Jews do not have the privilege enjoyed by all other peoples in the world, that is, the luxury of hating one another or, for that matter, of hating themselves. Other groups can get away with intramural conflict, the Islamic umma being the chief example of a community that can inflict enormous damage on itself, sundered between Sunni and Shia, nationalists and pan-Arabists, despotic regimes and the equally tyrannical Muslim Brotherhood. Due to its numbers, its domination of the United Nations, its vast oil reserves, and its energy stranglehold on the rest of the planet, it survives robustly and continues to exercise global power. Jews have no such exemption.

Such Jews have given hostages to fortune and rendered their own prosperity and well-being, let alone survival, hypothetical. The universal human prerogative of hating one’s fellow man, whether members of one’s race, ethnicity, or nation, should be anathema to Jews since they of all peoples can least afford it. No less than Cain hated Abel or Jeroboam hated Rehoboam or Paul hated Saul, or the Left hates the Right, or the radical progressivists hate Benjamin Netanyahu, the pathology continues to work its harm or, at the very least, to produce an etiology of dislocation in the self. One thinks of Israeli author Gilad Atzmon asserting in The Wandering Who? his “contempt for the Jew in me.”

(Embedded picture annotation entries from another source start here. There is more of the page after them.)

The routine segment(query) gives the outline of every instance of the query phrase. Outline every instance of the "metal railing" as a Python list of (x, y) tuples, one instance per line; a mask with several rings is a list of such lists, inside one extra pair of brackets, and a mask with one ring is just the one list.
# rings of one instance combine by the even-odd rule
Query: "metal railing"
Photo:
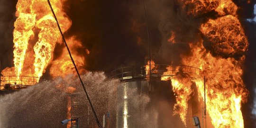
[(35, 85), (41, 78), (27, 76), (1, 76), (0, 87), (22, 88)]
[[(151, 64), (151, 77), (169, 77), (175, 76), (177, 73), (187, 73), (191, 79), (195, 80), (199, 76), (200, 69), (192, 66), (172, 64)], [(149, 65), (138, 65), (123, 67), (111, 72), (112, 78), (120, 80), (136, 78), (149, 77)]]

I fear that in our ceaseless squabbles and conflicts with one another, we may one day bring about our own demise. It is as if there is something in the Jewish soul that, despite its love of life, paradoxically hungers for its own extinction, as if the very quick of life, of practical wisdom, ethnic solidarity, love of the better part of heritage, faith in the political miracle known as Israel, and the stubborn desire to persist, will often lie dormant.

Under these circumstances, it is hard not to sympathize with the pungent and despairing remark of the Przysucha Hassidic Rebbe, Menachem Mendel of Kotzk, who said of his quarrelsome people, “I could revive the dead, but I have more difficulty reviving the living.”